Kami tidak berbicara karena aku sibuk dengan duniaku dan dia sendiri sibuk mengobrol dengan teman di sebelahnya. Sampai ketika dosen masuk, aku melepaskan earphone kemudian mulai mendengarkan penjelasan dosen di depan sana.

Hal yang sama terus dilakukan olehnya selama hampir dua minggu lamanya. Di minggu ketiga, aku tidak mengenakan earphone. Seperti biasa, ia datang lagi dan meminta izin padaku untuk duduk di sampingku. Dan lagi-lagi aku hanya mengiyakan saja. Tetapi hari itu berbeda. Biasanya ia hanya duduk saja, namun kali ini ia mengajakku berbicara lain hal.

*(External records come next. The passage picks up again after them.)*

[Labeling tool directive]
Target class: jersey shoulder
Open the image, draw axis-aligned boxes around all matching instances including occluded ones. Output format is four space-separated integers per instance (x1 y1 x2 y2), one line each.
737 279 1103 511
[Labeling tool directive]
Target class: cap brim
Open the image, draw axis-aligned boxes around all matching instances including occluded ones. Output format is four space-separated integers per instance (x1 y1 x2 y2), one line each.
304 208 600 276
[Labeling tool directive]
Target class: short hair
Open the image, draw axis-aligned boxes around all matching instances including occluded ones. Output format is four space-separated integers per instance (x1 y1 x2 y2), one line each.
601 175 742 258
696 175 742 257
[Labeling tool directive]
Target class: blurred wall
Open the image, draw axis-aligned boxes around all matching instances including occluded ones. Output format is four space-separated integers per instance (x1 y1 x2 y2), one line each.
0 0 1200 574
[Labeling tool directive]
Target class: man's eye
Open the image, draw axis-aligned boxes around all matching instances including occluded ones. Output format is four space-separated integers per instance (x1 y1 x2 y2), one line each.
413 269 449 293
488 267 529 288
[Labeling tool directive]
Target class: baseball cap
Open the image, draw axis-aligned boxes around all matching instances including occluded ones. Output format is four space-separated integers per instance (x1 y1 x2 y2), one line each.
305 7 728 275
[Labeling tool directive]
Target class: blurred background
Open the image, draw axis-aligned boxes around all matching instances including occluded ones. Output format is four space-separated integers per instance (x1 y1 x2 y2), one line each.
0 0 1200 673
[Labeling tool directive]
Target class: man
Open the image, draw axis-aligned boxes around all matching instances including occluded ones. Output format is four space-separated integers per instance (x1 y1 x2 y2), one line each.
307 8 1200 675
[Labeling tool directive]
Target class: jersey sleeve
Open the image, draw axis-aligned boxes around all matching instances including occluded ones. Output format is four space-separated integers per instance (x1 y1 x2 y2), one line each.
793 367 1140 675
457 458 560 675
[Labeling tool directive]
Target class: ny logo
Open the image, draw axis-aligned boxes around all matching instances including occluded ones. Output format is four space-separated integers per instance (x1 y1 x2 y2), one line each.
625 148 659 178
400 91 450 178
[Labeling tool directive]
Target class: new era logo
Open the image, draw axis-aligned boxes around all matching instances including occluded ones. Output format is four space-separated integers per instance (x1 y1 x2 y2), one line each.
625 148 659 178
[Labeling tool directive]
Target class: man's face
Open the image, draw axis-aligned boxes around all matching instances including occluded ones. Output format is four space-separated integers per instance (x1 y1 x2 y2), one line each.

"Aku Havi. Kamu?" Tangannya terulur hendak mengajak berkenalan.

"Aruna." Aku membalas uluran tangannya.

Wajahnya terlihat berpikir. "Boleh aku panggil Arun?"

Panggilan baru itu sempat terasa asing di telingaku. Karena selama aku hidup, belum pernah ada yang memanggilku dengan sebutan seperti itu. Entah itu ibu panti, kakak, atau anak-anak panti lainnya. Anehnya, aku justru mengiyakan permintaan Havi. Siapa sangka nama panggilan tersebut merupakan nama panggilan yang paling ingin kudengar setiap harinya.

Satu menit perbincangan kami di waktu itu ternyata tidak cukup. Esok harinya, lusa, dan seterusnya kami semakin sering berbincang. Tawa yang jarang aku perlihatkan pada siapapun, itu tidak berlaku untuk Havi. Dia adalah satu-satunya orang yang banyak melihatku tertawa. Dia adalah satu-satunya orang yang banyak memperhatikan wajahku dalam keadaan apapun.

"Aku mau lanjut S2 di Aussie." Havi memberitahuku.

Aku menoleh. Perasaan yang datang ketika Havi memberitahu hal tersebut sangat asing. Aku tidak nyaman dengan perasaan asing itu. Namun aku hanya mengangguk saja sebagai jawaban.